The Broad Chare – A pub to make you feel at home, The Broad Chare serves home cooked British food and quality beers, ciders and whiskies. Drop in before or after the rugby match for a friendly welcome and a tasty meal.

Eating and drinking inside Kingston Park

  • The main bar inside Kingston Park can be found in the West Stand. There’s often post-match entertainment after the game, so it’s worth sticking around for a while (and not just for the beer).
  • The Hiding Place bar is located in the East Stand and also remains open after matches.
  • The John Smith’s Stand also has its own bar. The only stand in Kingston Park without one is the North Stand.

Places to stay

If you’re thinking of making your visit to Kingston Park an overnight trip, then there are plenty of options when it comes to accommodation. There are Travelodges at Newcastle Airport and Gosforth, with a Marriott and a Holiday Inn at Gosforth Park.
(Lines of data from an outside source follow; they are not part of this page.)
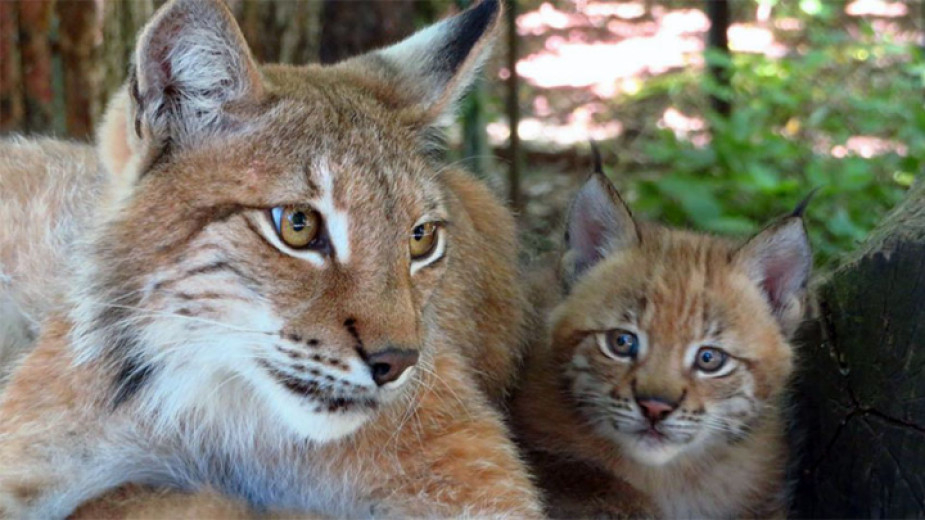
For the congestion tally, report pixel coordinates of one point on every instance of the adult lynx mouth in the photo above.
(327, 396)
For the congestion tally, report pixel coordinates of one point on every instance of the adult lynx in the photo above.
(280, 300)
(660, 386)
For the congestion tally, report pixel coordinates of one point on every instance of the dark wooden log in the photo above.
(12, 109)
(79, 44)
(861, 394)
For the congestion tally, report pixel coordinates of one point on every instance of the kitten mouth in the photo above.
(322, 397)
(652, 434)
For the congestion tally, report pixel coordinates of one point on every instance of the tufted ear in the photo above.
(427, 73)
(191, 64)
(599, 223)
(779, 261)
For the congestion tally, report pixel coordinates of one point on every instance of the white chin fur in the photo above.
(298, 414)
(652, 452)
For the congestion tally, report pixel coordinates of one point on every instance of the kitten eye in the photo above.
(622, 344)
(710, 359)
(297, 226)
(423, 240)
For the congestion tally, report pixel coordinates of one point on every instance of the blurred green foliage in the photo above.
(788, 114)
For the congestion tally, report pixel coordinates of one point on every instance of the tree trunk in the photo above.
(513, 109)
(861, 394)
(349, 28)
(281, 32)
(79, 37)
(718, 42)
(12, 109)
(35, 46)
(122, 19)
(475, 153)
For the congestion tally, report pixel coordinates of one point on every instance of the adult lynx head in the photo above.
(283, 233)
(671, 342)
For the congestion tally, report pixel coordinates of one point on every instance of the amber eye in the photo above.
(622, 344)
(297, 226)
(710, 359)
(423, 240)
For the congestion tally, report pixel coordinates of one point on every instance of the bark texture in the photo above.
(861, 394)
(351, 28)
(34, 26)
(79, 41)
(281, 32)
(12, 110)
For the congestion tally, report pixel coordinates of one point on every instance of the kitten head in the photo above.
(282, 230)
(671, 342)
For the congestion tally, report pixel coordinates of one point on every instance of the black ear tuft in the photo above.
(597, 163)
(599, 223)
(779, 261)
(468, 28)
(427, 73)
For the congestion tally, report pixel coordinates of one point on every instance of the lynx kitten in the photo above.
(659, 388)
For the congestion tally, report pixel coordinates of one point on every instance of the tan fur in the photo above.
(437, 447)
(682, 288)
(45, 186)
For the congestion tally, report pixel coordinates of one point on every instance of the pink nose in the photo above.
(655, 409)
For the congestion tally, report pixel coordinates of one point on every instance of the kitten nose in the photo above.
(655, 409)
(387, 366)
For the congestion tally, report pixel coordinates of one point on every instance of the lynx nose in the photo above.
(655, 409)
(389, 365)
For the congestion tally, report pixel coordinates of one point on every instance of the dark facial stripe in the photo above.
(133, 374)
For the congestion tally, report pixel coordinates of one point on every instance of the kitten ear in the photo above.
(779, 260)
(190, 63)
(428, 72)
(599, 223)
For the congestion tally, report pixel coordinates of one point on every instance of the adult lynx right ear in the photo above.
(599, 223)
(427, 73)
(190, 65)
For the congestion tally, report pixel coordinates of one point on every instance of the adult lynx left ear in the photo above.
(427, 73)
(779, 261)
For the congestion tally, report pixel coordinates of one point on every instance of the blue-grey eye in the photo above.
(710, 359)
(623, 343)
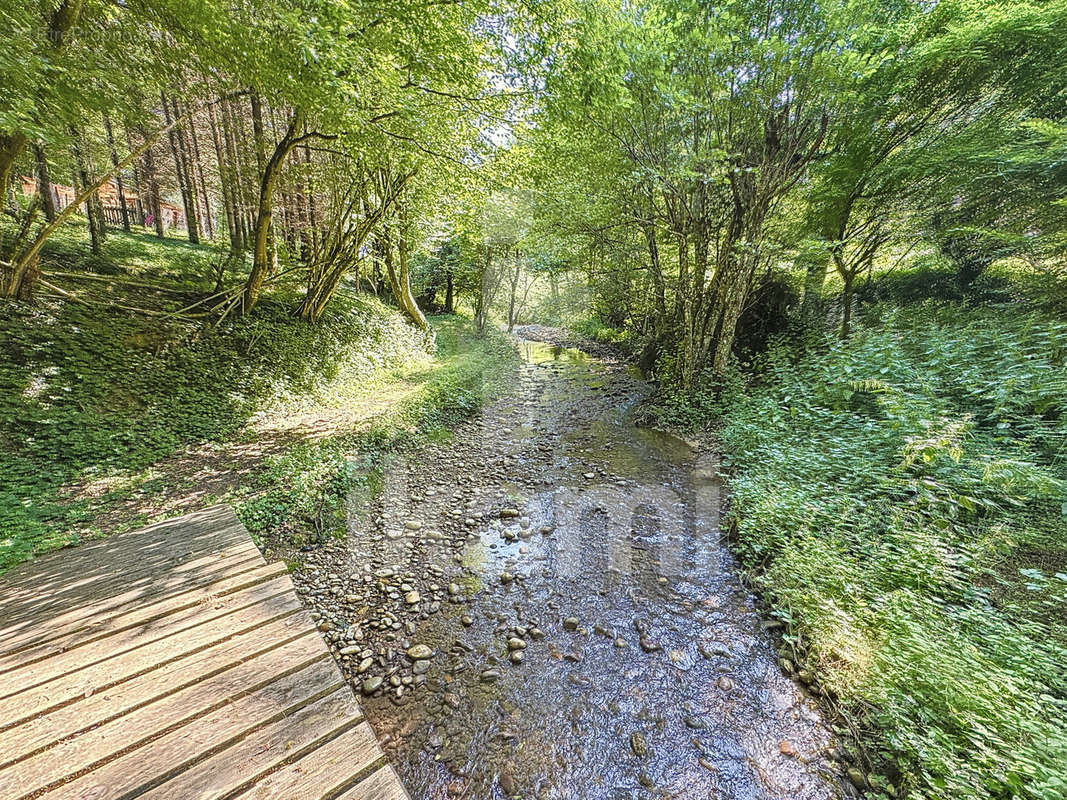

If you want to be in the thick of the local action, hotels in the city centre include a Jurys Inn, a Copthorne and a Premier Inn, with a Hilton hotel just over the river in Gateshead.

Other local attraction

Newcastle is well renowned for its lively nightlife, which centres around the city’s Bigg Market district. But there’s more to Newcastle than the local pubs and clubs – there’s various museums, the towering Grey’s Monument, St James’ Park football stadium, the Tyne Bridge and much more besides. The historic city of Durham is also only a 15-minute train journey away.